Local AI triage with zero token cost
Cloud security copilots meter every question. Nexus ships a local AI that triages incidents, summarizes kill-chains and translates plain language to queries — for free.
AI in security tooling usually means a cloud LLM that bills you per query and ships your alerts to someone else's servers. Nexus took a different path: a local AI engine, bundled with nexus-fleet, that runs on your manager and never makes an external call. No API key, no token bill, no data leaving your network.
What it actually does
- Triage — scores every incident P1/P2/P3 from severity, kill-chain length and active-compromise signals.
- False-positive estimate — a Naive Bayes classifier that learns from how your analysts dispose of alerts.
- Kill-chain summary — a plain-language narrative of what happened, built from the incident timeline.

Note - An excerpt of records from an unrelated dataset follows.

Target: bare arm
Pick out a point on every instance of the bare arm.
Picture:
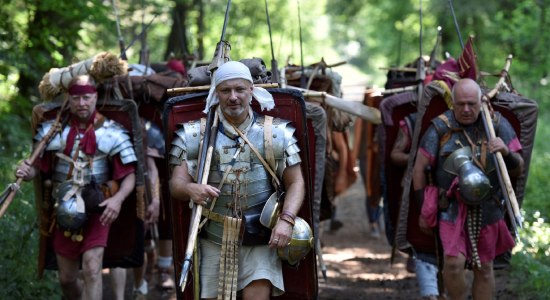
(514, 161)
(294, 197)
(113, 204)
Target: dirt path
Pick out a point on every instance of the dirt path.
(358, 266)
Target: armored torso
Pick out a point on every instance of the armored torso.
(444, 137)
(111, 139)
(248, 184)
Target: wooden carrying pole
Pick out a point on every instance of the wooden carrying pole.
(196, 214)
(504, 177)
(11, 190)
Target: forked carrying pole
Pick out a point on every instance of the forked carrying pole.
(205, 159)
(502, 171)
(11, 190)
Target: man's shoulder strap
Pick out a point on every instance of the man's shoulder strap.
(268, 141)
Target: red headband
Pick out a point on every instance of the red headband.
(77, 89)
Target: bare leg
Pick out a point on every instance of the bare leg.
(454, 276)
(484, 282)
(140, 283)
(92, 261)
(164, 262)
(118, 282)
(257, 290)
(69, 278)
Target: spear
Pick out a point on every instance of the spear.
(504, 178)
(9, 193)
(209, 141)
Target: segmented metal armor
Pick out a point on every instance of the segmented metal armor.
(248, 185)
(444, 137)
(111, 138)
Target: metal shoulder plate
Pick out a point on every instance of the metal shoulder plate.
(155, 138)
(185, 145)
(284, 143)
(57, 141)
(114, 139)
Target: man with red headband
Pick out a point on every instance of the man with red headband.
(88, 152)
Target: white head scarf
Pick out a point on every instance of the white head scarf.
(233, 70)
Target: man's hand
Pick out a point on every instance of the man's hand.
(152, 214)
(281, 234)
(424, 226)
(497, 145)
(112, 210)
(25, 170)
(201, 194)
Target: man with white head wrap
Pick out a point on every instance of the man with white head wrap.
(244, 189)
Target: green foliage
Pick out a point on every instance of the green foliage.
(19, 240)
(538, 189)
(532, 259)
(36, 35)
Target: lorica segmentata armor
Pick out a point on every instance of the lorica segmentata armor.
(248, 185)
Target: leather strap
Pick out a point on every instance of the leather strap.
(266, 165)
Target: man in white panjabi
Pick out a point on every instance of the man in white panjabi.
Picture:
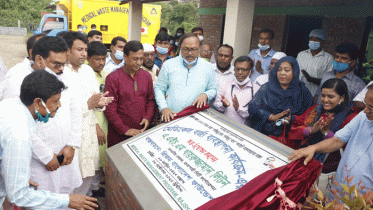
(91, 100)
(62, 134)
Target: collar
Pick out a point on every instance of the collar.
(229, 71)
(321, 53)
(269, 54)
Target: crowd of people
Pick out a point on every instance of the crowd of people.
(85, 100)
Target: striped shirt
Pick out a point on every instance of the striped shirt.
(315, 66)
(354, 84)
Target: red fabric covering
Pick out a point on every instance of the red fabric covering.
(189, 110)
(290, 184)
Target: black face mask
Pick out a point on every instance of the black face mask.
(223, 69)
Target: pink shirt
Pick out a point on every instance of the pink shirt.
(244, 96)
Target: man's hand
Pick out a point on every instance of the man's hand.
(225, 101)
(132, 132)
(53, 164)
(100, 135)
(258, 66)
(276, 117)
(82, 202)
(167, 115)
(68, 153)
(144, 122)
(200, 101)
(307, 153)
(306, 75)
(236, 105)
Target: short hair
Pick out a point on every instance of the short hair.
(116, 39)
(31, 41)
(226, 45)
(268, 31)
(163, 29)
(351, 49)
(340, 87)
(187, 35)
(244, 58)
(40, 84)
(132, 46)
(182, 29)
(93, 33)
(48, 44)
(162, 36)
(197, 29)
(71, 36)
(96, 48)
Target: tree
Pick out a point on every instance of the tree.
(179, 15)
(27, 11)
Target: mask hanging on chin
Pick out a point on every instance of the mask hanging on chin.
(40, 117)
(340, 67)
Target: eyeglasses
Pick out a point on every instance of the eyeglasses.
(56, 64)
(205, 51)
(237, 69)
(186, 51)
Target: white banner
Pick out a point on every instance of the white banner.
(196, 159)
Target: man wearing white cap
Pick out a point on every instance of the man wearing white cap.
(314, 62)
(149, 61)
(262, 79)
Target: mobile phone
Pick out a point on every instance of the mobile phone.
(60, 158)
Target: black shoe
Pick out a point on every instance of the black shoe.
(98, 193)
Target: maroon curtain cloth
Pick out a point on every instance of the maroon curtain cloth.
(189, 110)
(290, 184)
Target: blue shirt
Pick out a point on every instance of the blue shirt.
(358, 156)
(159, 62)
(183, 85)
(266, 62)
(16, 128)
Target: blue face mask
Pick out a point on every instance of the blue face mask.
(162, 50)
(340, 67)
(314, 45)
(119, 55)
(40, 117)
(190, 63)
(263, 48)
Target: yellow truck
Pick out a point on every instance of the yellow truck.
(109, 17)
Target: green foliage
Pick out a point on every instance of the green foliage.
(27, 11)
(176, 14)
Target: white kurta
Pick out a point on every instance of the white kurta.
(88, 152)
(11, 84)
(65, 129)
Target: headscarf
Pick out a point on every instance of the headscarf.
(272, 99)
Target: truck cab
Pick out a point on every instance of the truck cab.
(52, 24)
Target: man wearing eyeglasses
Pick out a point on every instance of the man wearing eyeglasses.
(186, 79)
(234, 96)
(62, 134)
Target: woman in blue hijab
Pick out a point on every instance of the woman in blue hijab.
(282, 97)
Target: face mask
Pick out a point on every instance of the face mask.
(243, 82)
(40, 117)
(340, 67)
(314, 45)
(162, 50)
(190, 63)
(207, 59)
(119, 55)
(263, 48)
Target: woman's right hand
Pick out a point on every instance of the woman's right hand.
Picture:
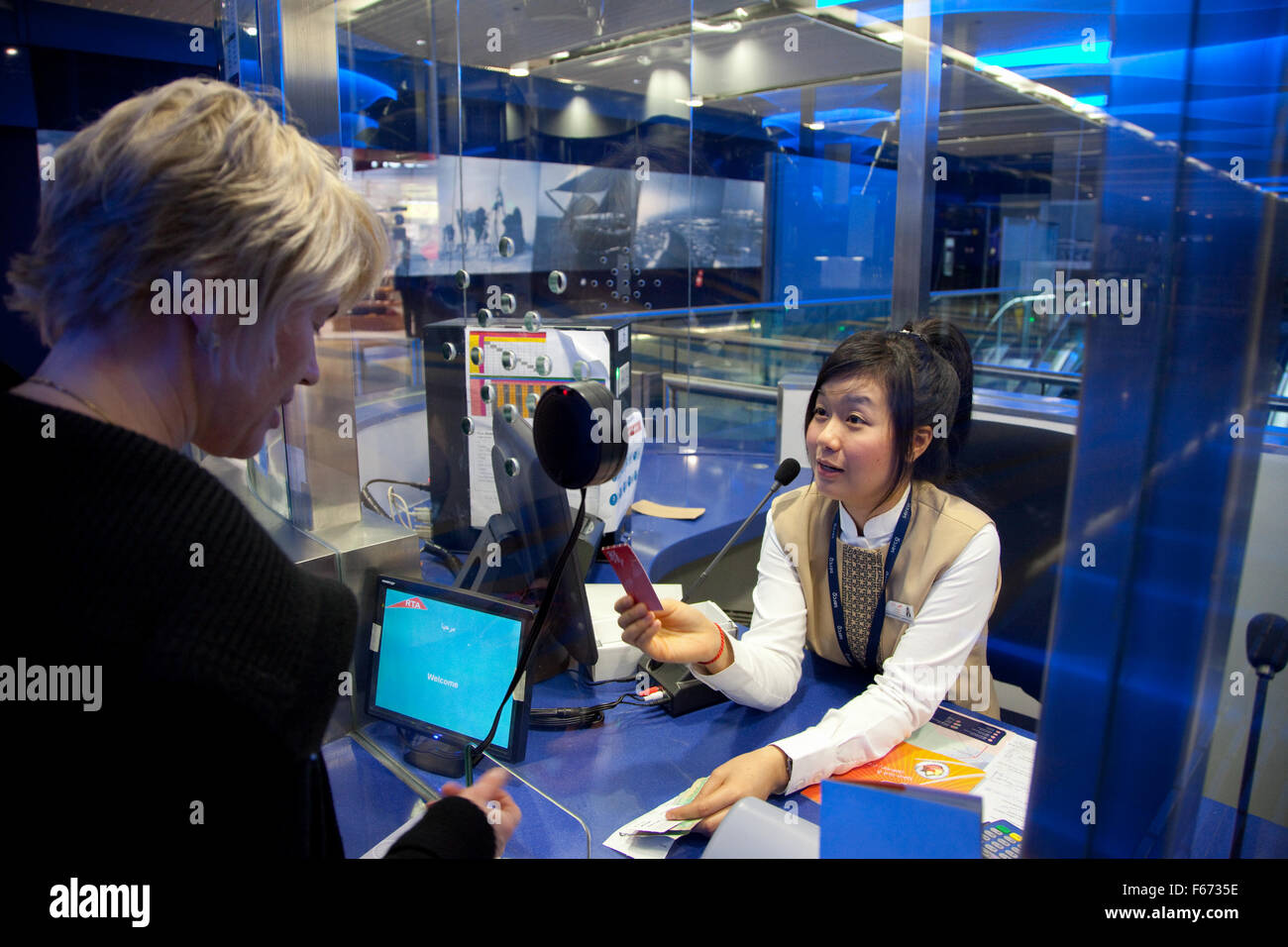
(679, 633)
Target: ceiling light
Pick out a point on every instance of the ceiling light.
(729, 26)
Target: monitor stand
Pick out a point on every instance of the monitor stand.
(436, 757)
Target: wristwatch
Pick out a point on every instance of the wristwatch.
(789, 764)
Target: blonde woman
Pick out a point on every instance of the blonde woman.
(171, 673)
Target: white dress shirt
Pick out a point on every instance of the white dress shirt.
(768, 659)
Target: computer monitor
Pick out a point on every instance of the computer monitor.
(443, 660)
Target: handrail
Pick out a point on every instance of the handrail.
(709, 385)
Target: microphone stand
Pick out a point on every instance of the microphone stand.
(733, 539)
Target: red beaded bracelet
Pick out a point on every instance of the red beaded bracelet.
(719, 652)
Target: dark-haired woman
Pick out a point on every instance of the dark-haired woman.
(872, 566)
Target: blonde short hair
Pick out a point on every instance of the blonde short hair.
(202, 178)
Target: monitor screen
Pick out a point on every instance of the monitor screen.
(443, 660)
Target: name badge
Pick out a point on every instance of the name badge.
(898, 609)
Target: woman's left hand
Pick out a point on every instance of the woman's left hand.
(759, 774)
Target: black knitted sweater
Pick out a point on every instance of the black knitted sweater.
(219, 663)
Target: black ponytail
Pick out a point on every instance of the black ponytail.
(949, 343)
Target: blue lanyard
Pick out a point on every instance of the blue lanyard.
(874, 650)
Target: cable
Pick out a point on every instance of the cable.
(450, 561)
(612, 681)
(370, 501)
(406, 509)
(580, 718)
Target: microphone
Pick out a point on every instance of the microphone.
(1267, 654)
(787, 472)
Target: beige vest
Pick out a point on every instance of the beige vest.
(939, 527)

- Recommendations — concrete next steps mapped to MITRE techniques and ready-to-run SOAR playbooks.
- Natural language to query — type "failed logins this week" and get back a runnable NQL search.
Honest about what it is
This is not a large language model, and we don't pretend it is. It is an explainable, deterministic engine — statistics and heuristics — that you can audit line by line. When it hasn't seen enough data yet, it says so instead of guessing. And it gets sharper over time: every alert your team resolves teaches the classifier what is noise and what is real.
It starts the moment your manager does, and triages new incidents as they form. The opposite of a metered cloud copilot: always on, fully local, and free to run.
Your alerts are the last thing that should leave your network. So our AI doesn't send them anywhere.